Tyson
 

SIOUX CITY, Iowa – Tyson Foods Inc. is asking the US District Court for the Northern District of Iowa for a new trial because there is no way to ensure that only qualified members of a donning-doffing class action lawsuit receive the $5.8 million awarded by a jury.

Springdale, Arkansas-based Tyson Foods filed a brief asking the court to grant a new trial on both liability and damages awarded in the donning-doffing case launched by workers at Tyson’s Storm Lake, Iowa, processing plant. The lawsuit, plaintiffs claimed workers were not fully paid for time spent donning and doffing protective gear before 2010. Tyson lost the case in US District Court and a jury awarded the plaintiffs $5.8 million in damages and attorney’s fees. Tyson appealed the ruling to the US Court of Appeals for the Eighth Circuit, lost and then petitioned the Supreme Court.

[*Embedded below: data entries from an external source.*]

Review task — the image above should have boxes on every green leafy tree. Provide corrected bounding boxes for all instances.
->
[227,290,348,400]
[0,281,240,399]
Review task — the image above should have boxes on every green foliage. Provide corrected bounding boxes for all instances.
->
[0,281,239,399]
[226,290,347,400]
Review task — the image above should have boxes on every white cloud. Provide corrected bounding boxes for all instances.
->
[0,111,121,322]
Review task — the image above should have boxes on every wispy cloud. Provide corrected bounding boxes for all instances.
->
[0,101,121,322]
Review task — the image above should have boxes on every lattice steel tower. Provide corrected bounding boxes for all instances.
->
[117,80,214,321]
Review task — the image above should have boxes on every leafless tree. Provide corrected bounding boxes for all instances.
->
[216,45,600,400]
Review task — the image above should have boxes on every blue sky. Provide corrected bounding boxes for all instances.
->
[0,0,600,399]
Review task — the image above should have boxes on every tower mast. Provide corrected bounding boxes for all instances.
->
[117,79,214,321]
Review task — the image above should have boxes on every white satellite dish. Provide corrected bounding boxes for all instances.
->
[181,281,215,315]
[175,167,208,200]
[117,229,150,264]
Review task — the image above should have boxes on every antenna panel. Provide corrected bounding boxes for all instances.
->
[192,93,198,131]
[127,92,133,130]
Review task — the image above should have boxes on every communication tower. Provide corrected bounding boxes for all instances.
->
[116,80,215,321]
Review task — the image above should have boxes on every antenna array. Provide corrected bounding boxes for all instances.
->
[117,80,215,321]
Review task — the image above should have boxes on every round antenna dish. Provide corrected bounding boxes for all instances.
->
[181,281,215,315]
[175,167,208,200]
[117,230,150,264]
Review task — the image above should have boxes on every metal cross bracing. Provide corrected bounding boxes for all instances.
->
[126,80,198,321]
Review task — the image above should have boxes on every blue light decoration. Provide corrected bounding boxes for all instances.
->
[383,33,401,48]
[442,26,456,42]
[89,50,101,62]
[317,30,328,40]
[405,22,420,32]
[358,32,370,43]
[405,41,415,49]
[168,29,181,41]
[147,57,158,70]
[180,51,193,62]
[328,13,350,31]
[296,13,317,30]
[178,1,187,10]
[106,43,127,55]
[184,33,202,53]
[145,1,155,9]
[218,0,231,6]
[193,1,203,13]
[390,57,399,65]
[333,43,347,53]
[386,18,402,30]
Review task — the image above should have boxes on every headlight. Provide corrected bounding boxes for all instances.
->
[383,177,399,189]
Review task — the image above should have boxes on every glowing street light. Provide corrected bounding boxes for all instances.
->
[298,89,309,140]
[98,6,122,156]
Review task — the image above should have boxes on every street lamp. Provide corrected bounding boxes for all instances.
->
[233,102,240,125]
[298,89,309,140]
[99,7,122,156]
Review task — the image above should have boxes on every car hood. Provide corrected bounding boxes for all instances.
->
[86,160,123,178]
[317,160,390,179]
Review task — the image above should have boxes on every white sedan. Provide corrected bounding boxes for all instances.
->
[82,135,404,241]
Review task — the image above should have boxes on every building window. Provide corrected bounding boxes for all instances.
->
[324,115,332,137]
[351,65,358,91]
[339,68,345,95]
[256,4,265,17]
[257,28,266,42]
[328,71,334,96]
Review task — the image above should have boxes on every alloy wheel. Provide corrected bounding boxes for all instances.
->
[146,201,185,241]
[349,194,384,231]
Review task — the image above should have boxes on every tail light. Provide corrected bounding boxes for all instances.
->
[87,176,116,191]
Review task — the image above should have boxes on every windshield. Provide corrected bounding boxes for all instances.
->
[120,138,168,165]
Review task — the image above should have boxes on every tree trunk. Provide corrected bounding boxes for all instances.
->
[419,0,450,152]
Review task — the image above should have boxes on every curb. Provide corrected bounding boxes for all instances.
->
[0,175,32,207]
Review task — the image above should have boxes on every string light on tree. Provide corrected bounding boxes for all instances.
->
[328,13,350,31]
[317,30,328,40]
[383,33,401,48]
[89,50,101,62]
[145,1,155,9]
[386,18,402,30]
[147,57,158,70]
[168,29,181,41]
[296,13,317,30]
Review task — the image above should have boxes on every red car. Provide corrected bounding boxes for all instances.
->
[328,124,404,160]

In March, the high court, in a 6-2 ruling, upheld the lower court ruling that certified a donning and doffing lawsuit against Tyson as a class action. The justices remanded the case to the district court to decide whether there are “uninjured class members” who are not entitled to recover damages. Tyson said that uninjured workers had no legal right to any damages. In this case, the class could include 3,000 workers.

Tyson argued that a new trial “is the only way to ensure that uninjured class members are not included in a damages award should a new jury determine Tyson is liable to certain Plaintiffs for uncompensated time over 40 hours.”